Ecosyste.ms: Awesome

An open API service indexing awesome lists of open source software.

Awesome Lists | Featured Topics | Projects

https://github.com/proycon/semeval2014task5

This is the official repository for SemEval 2014 Task 5: L2 Translation Assistant. It contains the gold standard learner corpus, evaluation results and the Python program library needed for the task. It does not contain a full translation assistance system.
https://github.com/proycon/semeval2014task5

Last synced: 13 days ago
JSON representation

Host: GitHub
URL: https://github.com/proycon/semeval2014task5
Owner: proycon
Created: 2014-04-07T18:39:35.000Z (over 10 years ago)
Default Branch: master
Last Pushed: 2015-04-16T09:28:21.000Z (over 9 years ago)
Last Synced: 2024-10-20T04:21:11.297Z (24 days ago)
Language: HTML
Size: 8.52 MB
Stars: 5
Watchers: 2
Forks: 1
Open Issues: 0
Metadata Files:
- Readme: README.md

Awesome Lists containing this project

README

SemEval 2014 - Task 5 - L2 Writing Assistant
============================================

*Maarten van Gompel, Iris Hendrickx, Antal van den Bosch, Radboud University Nijmegen*;
*Els Lefever, Véronique Hoste, Ghent University*

http://alt.qcri.org/semeval2014/task5/

Introduction
----------------------

This SemEval task was organised for SemEval 2014 and offer a new cross-lingual
and application-oriented task for SemEval that finds itself in the area where
techniques from Word Sense Disambiguation and Machine Translation meet.

The task concerns the translation of L1 fragments, i.e words or phrases, in an
L2 context. This type of translation can be applied in writing assistance
systems for language learners in which users write in their target language,
but are allowed to occasionally back off to their native L1 when they are
uncertain of the proper word or expression in L2. These L1 fragments are
subsequently translated, along with the L2 context, into L2 fragments.

Thus, participants are asked to build a translation/writing assistance system
that translates specifically marked L1 fragments, in an L2 context, to their
proper L2 translation.

The task find itself on the boundary of Cross-Lingual Word Sense Disambiguation
and Machine Translation.
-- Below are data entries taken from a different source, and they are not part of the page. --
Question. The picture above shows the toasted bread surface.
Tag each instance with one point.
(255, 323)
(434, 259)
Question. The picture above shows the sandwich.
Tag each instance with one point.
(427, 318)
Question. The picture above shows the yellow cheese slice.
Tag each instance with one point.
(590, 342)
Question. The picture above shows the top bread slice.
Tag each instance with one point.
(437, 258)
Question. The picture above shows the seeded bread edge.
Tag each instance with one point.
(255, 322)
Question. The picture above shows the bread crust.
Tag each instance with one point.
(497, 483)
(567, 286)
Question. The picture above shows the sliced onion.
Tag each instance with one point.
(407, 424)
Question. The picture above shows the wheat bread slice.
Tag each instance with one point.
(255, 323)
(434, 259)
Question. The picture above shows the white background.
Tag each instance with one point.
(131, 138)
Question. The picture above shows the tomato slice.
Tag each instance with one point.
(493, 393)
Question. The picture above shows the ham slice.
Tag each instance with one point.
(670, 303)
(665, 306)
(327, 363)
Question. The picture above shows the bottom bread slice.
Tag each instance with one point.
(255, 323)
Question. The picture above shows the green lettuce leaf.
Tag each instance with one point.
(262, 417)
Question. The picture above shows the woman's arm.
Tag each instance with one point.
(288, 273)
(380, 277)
Full-on machine translation typically concerns the
translation of whole sentences or texts from L1 to L2. This task, in contrast,
focuses on smaller fragments, side-tracking the problem of full word
reordering.

In this task we focus on the following language combinations of L1 and L2
pairs: English-German, English-Spanish, French-English, and Dutch-English. Task
participants may participate for all language pairs or any subset thereof.

Task Description
----------------------

In this task we ask the participants to build a translation assistance system
rather than a full machine translation system. The general form of such a
translation assistance system allows a translator or L2-language student to
write in L2, but allowing him or her to back off to L1 where he is uncertain of
the correct lexical or grammatical form in L2. The L1 expression, a word or
phrase, is translated by the system to L2, given the L2 context already
present, including right-side context if available. The aim here, as in all
translation, is to carry the semantics of the L1 fragment over to L2 and find
the most suitable L2 expression given the already present L2 context.
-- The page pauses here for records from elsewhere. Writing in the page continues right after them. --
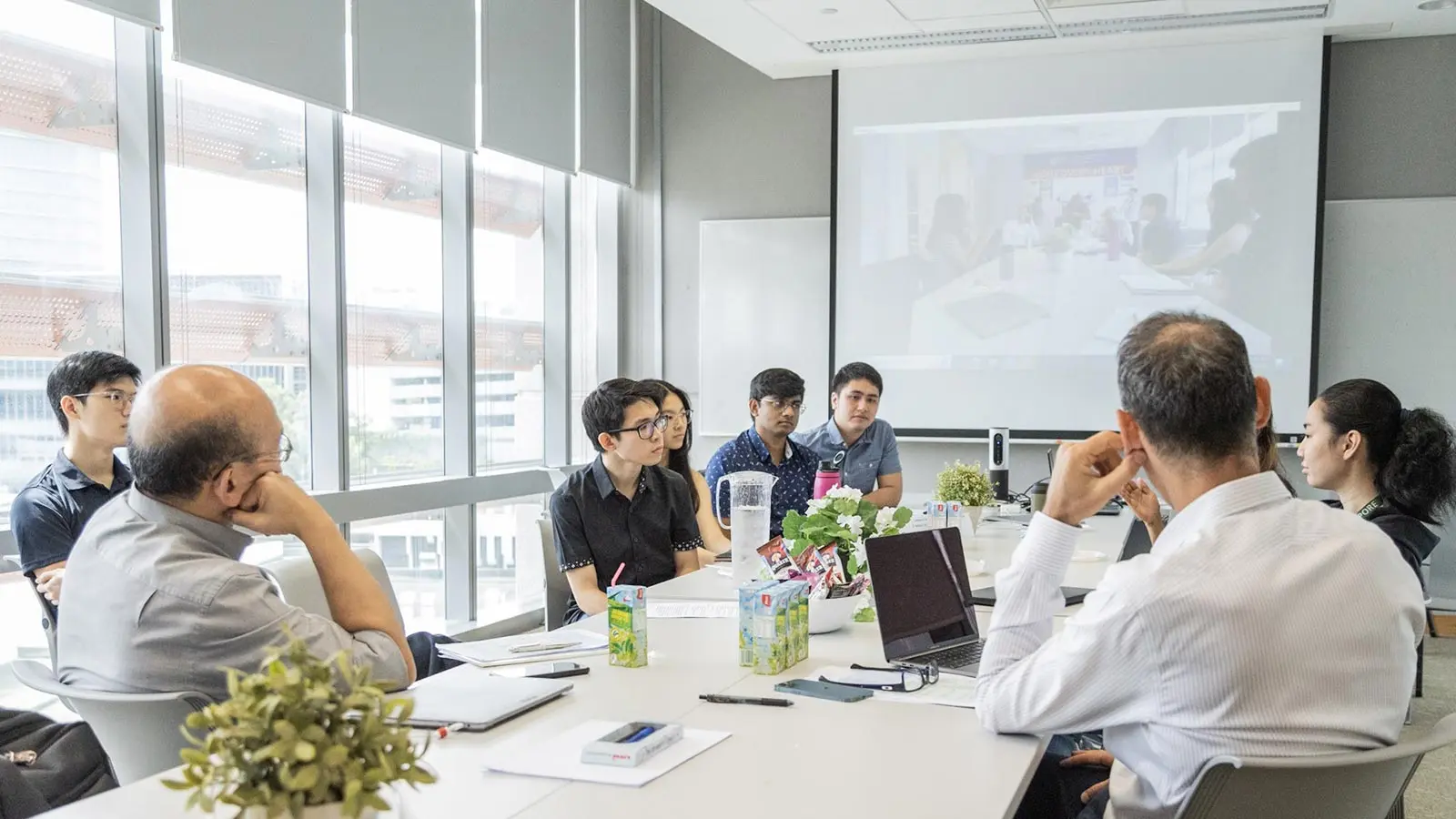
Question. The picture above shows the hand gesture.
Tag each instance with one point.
(48, 583)
(278, 506)
(1087, 475)
(1143, 501)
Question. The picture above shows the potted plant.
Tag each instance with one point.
(844, 519)
(970, 486)
(302, 738)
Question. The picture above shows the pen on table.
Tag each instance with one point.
(450, 729)
(533, 647)
(727, 700)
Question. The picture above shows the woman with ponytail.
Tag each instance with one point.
(1394, 467)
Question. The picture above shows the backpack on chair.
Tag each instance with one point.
(47, 765)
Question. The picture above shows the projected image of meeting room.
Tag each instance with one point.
(1055, 235)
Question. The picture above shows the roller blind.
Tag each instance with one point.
(295, 47)
(606, 89)
(529, 66)
(414, 67)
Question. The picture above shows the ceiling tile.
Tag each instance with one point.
(982, 22)
(939, 9)
(810, 22)
(1118, 11)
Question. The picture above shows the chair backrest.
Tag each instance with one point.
(1441, 579)
(298, 584)
(140, 732)
(1361, 784)
(558, 592)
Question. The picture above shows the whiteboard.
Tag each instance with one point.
(1388, 295)
(763, 302)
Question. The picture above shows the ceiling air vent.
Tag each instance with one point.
(966, 36)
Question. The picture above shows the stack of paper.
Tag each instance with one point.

The task essentially addresses a core problem of WSD, with cross-lingual
context, and a sub-problem of Phrase-based Machine Translation; that of finding
the most suitable translation of a word or phrase. In MT this would be
modelled by the translation model. Our task does not address the full
complexity of sentential translation, thus evading problems associated with
reordering and syntax. Instead it emphasizes the local semantic aspect of
phrasal or word translation in context. The user group we have in mind is that
of intermediate and advanced language learners, whom you generally want to
encourage to use their target language as much as possible, but may often feel
the need to fall back to their native language.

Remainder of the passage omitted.